Join Our Initiative!!



 

The most important, and most fundamental of the issues posed to us by this onrushing catastrophe, is: As a matter of principle, to what degree, in what manner, and by what means, can man gain foreknowledge of the method by which to willfully change the current direction of his society’s destiny, for the better, in specific ways? Even to overcome, thus, the worst sort of impending, seemingly inevitable catastrophe, such as the presently onrushing one?

For reasons which I have defined extensively within earlier writings, any discussion of this topic, must situate itself by efficiently implied reference to the accumulation of knowledge possessed by mankind, and, more narrowly, by any specific culture, up to the time of a current discussion. In other words, the investigation of matters pertaining to the question of method set forth at the outset of this report, must adopt its empirical basis from the history of the efficient effects of the previous development of ideas, as Plato defined the term ideas, and as Leibniz defined the Platonic idea of a monadology.


 

Such is the setting, in which a specific culture, at a specific time, is faced with a specific challenge to its continued existence. That challenge must be seen as that culture is situated not merely within the context of the world’s geography, but also the legacy of that society’s cultural development, accumulated from all human history, up to that time. This retrospective view defines the broad meaning of historical specificity…

When we use the term “idea,” as Plato, Kepler, or Leibniz would, we mean, either the quality of idea associated with a universal physical principle, such as Kepler’s original discovery of a principle of universal gravitation, as Kepler details this, step by step, in his The New Astronomy, or the idea of communication of such an idea to another individual person. Or, we mean the notion of an idea common to both such discoveries of a validated universal physical principle of non-living processes, or of living processes, and also the idea of the communication of ideas of that specifically cognitive quality, as ideas are defined by Plato, from one person to another.



This is the same principle expressed in any performance of J.S. Bach’s St.
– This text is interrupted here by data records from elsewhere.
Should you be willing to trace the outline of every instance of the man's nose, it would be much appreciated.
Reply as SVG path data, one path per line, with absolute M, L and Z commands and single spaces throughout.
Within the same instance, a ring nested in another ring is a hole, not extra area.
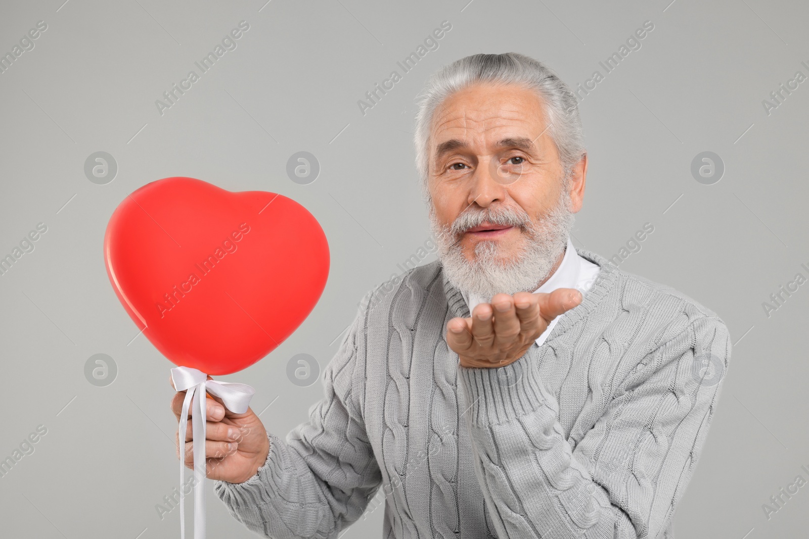
M 498 176 L 496 158 L 481 158 L 471 178 L 469 196 L 467 203 L 477 202 L 481 208 L 489 207 L 493 202 L 506 200 L 506 181 Z

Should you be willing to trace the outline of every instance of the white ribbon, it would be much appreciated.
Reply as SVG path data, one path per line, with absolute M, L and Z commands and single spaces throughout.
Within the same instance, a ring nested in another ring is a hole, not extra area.
M 205 391 L 222 399 L 225 408 L 235 414 L 248 411 L 256 390 L 245 384 L 233 384 L 208 380 L 208 375 L 190 367 L 172 369 L 172 381 L 177 391 L 185 391 L 183 411 L 180 415 L 180 537 L 185 539 L 185 507 L 183 489 L 185 486 L 185 433 L 188 407 L 191 407 L 191 434 L 194 444 L 194 539 L 205 539 Z M 194 398 L 194 397 L 197 398 Z

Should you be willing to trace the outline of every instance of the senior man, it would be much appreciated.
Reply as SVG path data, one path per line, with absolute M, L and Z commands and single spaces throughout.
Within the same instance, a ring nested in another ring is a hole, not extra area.
M 286 440 L 210 400 L 218 495 L 278 539 L 337 537 L 383 499 L 385 538 L 672 537 L 725 324 L 570 242 L 587 158 L 575 97 L 541 62 L 444 67 L 415 141 L 439 259 L 366 296 Z

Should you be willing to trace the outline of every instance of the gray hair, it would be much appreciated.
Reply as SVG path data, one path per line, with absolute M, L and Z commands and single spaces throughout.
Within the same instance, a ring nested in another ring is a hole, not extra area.
M 548 134 L 553 140 L 564 169 L 563 184 L 586 154 L 576 95 L 549 67 L 519 53 L 473 54 L 456 60 L 433 74 L 419 95 L 416 114 L 416 168 L 422 193 L 430 199 L 429 178 L 430 128 L 435 109 L 456 91 L 477 82 L 519 84 L 543 99 Z

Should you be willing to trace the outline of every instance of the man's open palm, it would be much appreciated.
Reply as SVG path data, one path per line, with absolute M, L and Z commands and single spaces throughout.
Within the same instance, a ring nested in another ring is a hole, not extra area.
M 516 361 L 556 317 L 582 302 L 574 288 L 550 293 L 497 294 L 468 318 L 447 322 L 447 343 L 464 367 L 502 367 Z

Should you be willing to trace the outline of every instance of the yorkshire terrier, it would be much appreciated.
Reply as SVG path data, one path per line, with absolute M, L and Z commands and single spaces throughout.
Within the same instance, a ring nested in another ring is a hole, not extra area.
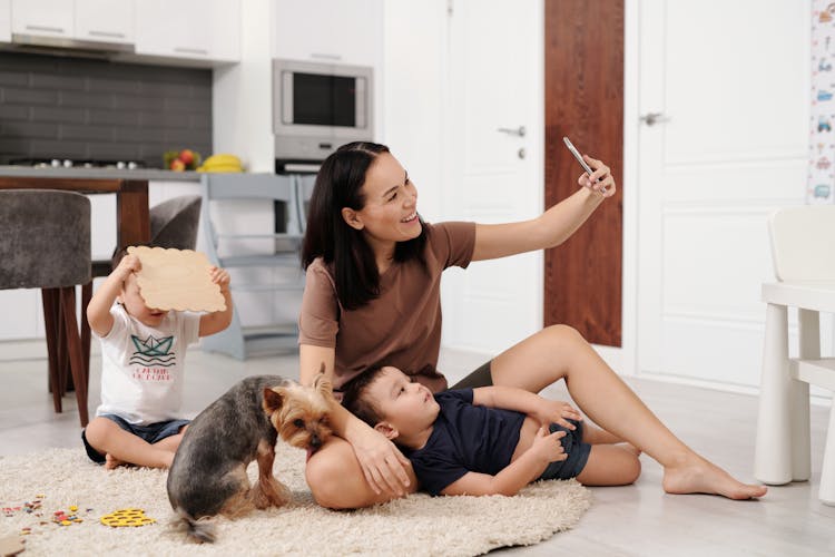
M 310 455 L 331 436 L 333 389 L 324 365 L 322 371 L 313 387 L 278 375 L 246 378 L 191 421 L 168 471 L 177 529 L 196 541 L 214 541 L 205 519 L 289 501 L 289 490 L 273 476 L 275 443 L 281 436 Z M 258 480 L 250 487 L 246 468 L 253 460 Z

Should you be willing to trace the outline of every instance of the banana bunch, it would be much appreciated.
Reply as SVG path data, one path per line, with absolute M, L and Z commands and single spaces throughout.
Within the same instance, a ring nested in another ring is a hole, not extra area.
M 235 155 L 212 155 L 197 167 L 198 173 L 242 173 L 244 167 Z

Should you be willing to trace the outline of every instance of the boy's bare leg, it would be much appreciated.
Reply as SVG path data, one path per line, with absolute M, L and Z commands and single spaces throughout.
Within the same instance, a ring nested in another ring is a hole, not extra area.
M 106 455 L 105 468 L 130 463 L 148 468 L 168 468 L 174 460 L 174 451 L 150 444 L 129 433 L 107 418 L 95 418 L 85 431 L 87 442 Z M 176 436 L 174 436 L 176 437 Z
M 589 444 L 615 444 L 623 443 L 626 440 L 615 433 L 600 429 L 587 421 L 582 422 L 582 442 Z
M 570 326 L 553 325 L 529 336 L 493 359 L 491 371 L 494 384 L 531 392 L 564 379 L 580 410 L 664 466 L 669 494 L 750 499 L 767 491 L 738 481 L 681 442 Z
M 583 486 L 628 486 L 640 473 L 640 460 L 626 446 L 595 444 L 577 481 Z
M 406 473 L 409 487 L 405 489 L 413 494 L 418 479 L 411 466 Z M 371 489 L 351 443 L 338 437 L 331 437 L 311 457 L 305 467 L 305 479 L 316 502 L 331 509 L 357 509 L 393 499 L 390 494 L 375 494 Z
John Passion and St. Matthew Passion, which is conducted as Bach had intended the organic participation among composer, soloists, chorus, and congregation. The intention is that all, composer, soloists, chorus, and congregation, might participate in reliving that passion within their own cognitive experiences. Mozart’s Great Mass, his later Requiem, and Beethoven’s masses,

express the use of art to bring about a truthful cognitive experience of the reliving of history, shared among composer, performers, and audiences.
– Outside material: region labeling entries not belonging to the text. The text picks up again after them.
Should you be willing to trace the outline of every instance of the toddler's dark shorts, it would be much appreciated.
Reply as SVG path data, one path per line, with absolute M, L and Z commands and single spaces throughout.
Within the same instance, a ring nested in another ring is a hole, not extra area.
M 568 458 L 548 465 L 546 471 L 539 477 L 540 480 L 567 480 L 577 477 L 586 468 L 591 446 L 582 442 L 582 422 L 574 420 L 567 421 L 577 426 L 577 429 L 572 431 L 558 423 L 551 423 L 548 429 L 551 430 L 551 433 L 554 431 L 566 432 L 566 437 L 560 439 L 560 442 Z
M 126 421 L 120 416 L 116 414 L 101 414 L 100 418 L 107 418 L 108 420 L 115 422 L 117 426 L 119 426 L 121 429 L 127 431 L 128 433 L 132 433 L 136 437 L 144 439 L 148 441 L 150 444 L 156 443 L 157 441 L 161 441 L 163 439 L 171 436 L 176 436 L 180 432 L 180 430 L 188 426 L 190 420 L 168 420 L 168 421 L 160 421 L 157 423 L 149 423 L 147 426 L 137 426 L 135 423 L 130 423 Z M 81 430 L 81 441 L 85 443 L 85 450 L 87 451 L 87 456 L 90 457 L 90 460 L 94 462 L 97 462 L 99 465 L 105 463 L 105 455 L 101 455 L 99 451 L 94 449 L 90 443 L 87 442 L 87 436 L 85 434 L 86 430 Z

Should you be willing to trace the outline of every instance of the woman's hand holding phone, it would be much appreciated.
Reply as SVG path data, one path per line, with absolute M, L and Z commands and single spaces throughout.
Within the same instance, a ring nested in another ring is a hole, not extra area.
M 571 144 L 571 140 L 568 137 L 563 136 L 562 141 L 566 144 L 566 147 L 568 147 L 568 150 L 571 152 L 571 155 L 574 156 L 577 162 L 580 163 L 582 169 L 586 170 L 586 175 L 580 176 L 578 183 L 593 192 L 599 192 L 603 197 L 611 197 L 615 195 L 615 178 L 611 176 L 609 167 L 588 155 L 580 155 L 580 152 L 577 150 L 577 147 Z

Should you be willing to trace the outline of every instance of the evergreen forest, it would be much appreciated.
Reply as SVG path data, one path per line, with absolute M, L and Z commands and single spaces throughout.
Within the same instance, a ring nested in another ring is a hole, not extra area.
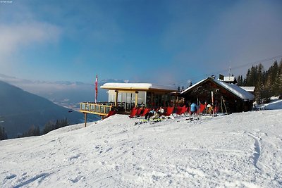
M 262 63 L 252 65 L 247 70 L 245 78 L 237 77 L 238 86 L 255 86 L 255 96 L 257 103 L 266 103 L 273 96 L 282 96 L 282 59 L 278 63 L 275 61 L 273 65 L 265 70 Z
These are not fiction, not entertainments, but the adducing of the cognitive reality of history, as distinct from a reductionist’s dumb reading of the shadows on the wall of a dimly firelit cave, or, as seen darkly in a mere sensory mirror of reality. The superior truthfulness of great Classical art, on this account, is that it accomplishes the essential function of enabling the audiences, among others, to relive the cognitive experience of the historical subject to which the art, or an appropriate form of religious service, refers…
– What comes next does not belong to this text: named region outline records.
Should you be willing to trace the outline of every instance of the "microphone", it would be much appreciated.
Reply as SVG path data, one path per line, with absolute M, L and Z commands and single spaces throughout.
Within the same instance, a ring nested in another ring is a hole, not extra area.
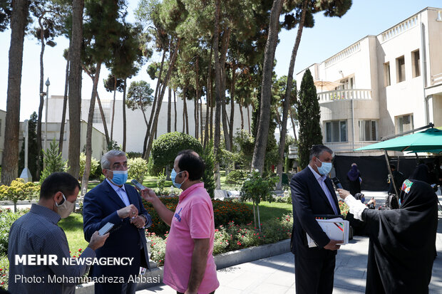
M 332 179 L 332 181 L 333 181 L 333 184 L 334 184 L 336 188 L 344 189 L 342 188 L 342 185 L 341 184 L 341 182 L 339 182 L 339 179 L 338 178 L 334 177 Z

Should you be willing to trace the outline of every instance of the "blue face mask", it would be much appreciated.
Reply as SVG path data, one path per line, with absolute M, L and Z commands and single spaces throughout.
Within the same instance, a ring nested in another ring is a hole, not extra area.
M 181 189 L 181 185 L 185 182 L 185 179 L 183 181 L 183 183 L 178 184 L 175 182 L 175 179 L 177 177 L 177 174 L 181 174 L 184 171 L 182 170 L 177 174 L 177 172 L 175 171 L 175 169 L 172 169 L 172 172 L 170 172 L 170 179 L 172 179 L 172 184 L 173 184 L 173 186 L 178 189 Z
M 115 185 L 121 186 L 128 180 L 127 170 L 113 170 L 112 172 L 113 173 L 113 177 L 110 181 Z
M 318 159 L 318 160 L 319 159 Z M 318 172 L 319 174 L 329 174 L 332 170 L 332 162 L 322 162 L 321 160 L 319 160 L 319 162 L 322 164 L 322 165 L 320 167 L 318 167 L 317 165 L 316 166 L 318 168 Z

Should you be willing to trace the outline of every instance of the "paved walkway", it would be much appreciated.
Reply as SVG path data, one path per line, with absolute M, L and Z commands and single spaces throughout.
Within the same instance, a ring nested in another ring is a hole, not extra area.
M 438 193 L 438 194 L 440 193 Z M 377 204 L 382 204 L 385 194 L 366 192 L 366 199 L 374 196 Z M 369 198 L 367 199 L 369 200 Z M 439 196 L 442 203 L 442 197 Z M 436 240 L 438 257 L 433 266 L 430 293 L 442 293 L 442 215 Z M 334 294 L 356 294 L 365 292 L 366 279 L 367 237 L 355 236 L 347 245 L 341 247 L 336 256 L 334 275 Z M 242 263 L 217 271 L 220 286 L 216 293 L 294 293 L 294 257 L 284 253 L 250 263 Z M 175 294 L 169 286 L 159 285 L 137 291 L 137 294 Z

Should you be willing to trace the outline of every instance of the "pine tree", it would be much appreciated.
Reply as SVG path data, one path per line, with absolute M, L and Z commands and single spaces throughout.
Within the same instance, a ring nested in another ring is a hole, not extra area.
M 49 149 L 46 152 L 42 150 L 44 154 L 43 161 L 46 167 L 41 173 L 40 177 L 40 184 L 43 181 L 53 172 L 64 172 L 66 162 L 63 160 L 61 154 L 58 152 L 58 143 L 56 142 L 55 137 L 50 144 Z
M 321 110 L 313 77 L 307 69 L 302 77 L 297 103 L 299 124 L 298 141 L 299 165 L 304 168 L 309 164 L 309 150 L 312 145 L 322 144 Z
M 213 154 L 213 141 L 210 140 L 209 144 L 204 148 L 202 156 L 201 157 L 205 164 L 205 169 L 202 175 L 202 182 L 204 187 L 207 190 L 210 198 L 215 197 L 215 176 L 213 170 L 215 169 L 215 155 Z

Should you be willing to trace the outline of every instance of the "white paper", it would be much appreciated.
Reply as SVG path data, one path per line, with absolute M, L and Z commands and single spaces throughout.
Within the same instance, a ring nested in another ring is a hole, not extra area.
M 349 223 L 341 218 L 331 219 L 317 219 L 317 221 L 322 229 L 322 231 L 331 240 L 343 240 L 343 243 L 338 245 L 345 245 L 349 243 Z M 316 247 L 317 245 L 314 241 L 307 233 L 307 244 L 309 247 Z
These latter are communicated to other persons, that in the form of specifically cognitive qualities of knowledge… The validation is defined, as to be measured in terms of society’s increase of its power to exist, in and over the universe, in physical terms. Typically, this validation is to be measured per capita and per square kilometer of a normalized cross-sectional area of the Earth’s surface.

In that modern case, we can say that we know the subject author’s intent, because he obliges us, in that way, through that specific faculty of cognitive insight, to replicate the discovery of the intent of the experimentally verifiable idea in our own cognitive processes. This principle governs the way in which communication of ideas, as Plato defines ideas, occurs among living persons; it is also the way in which ideas are communicated, as ideas, from the past to the present, and to the future.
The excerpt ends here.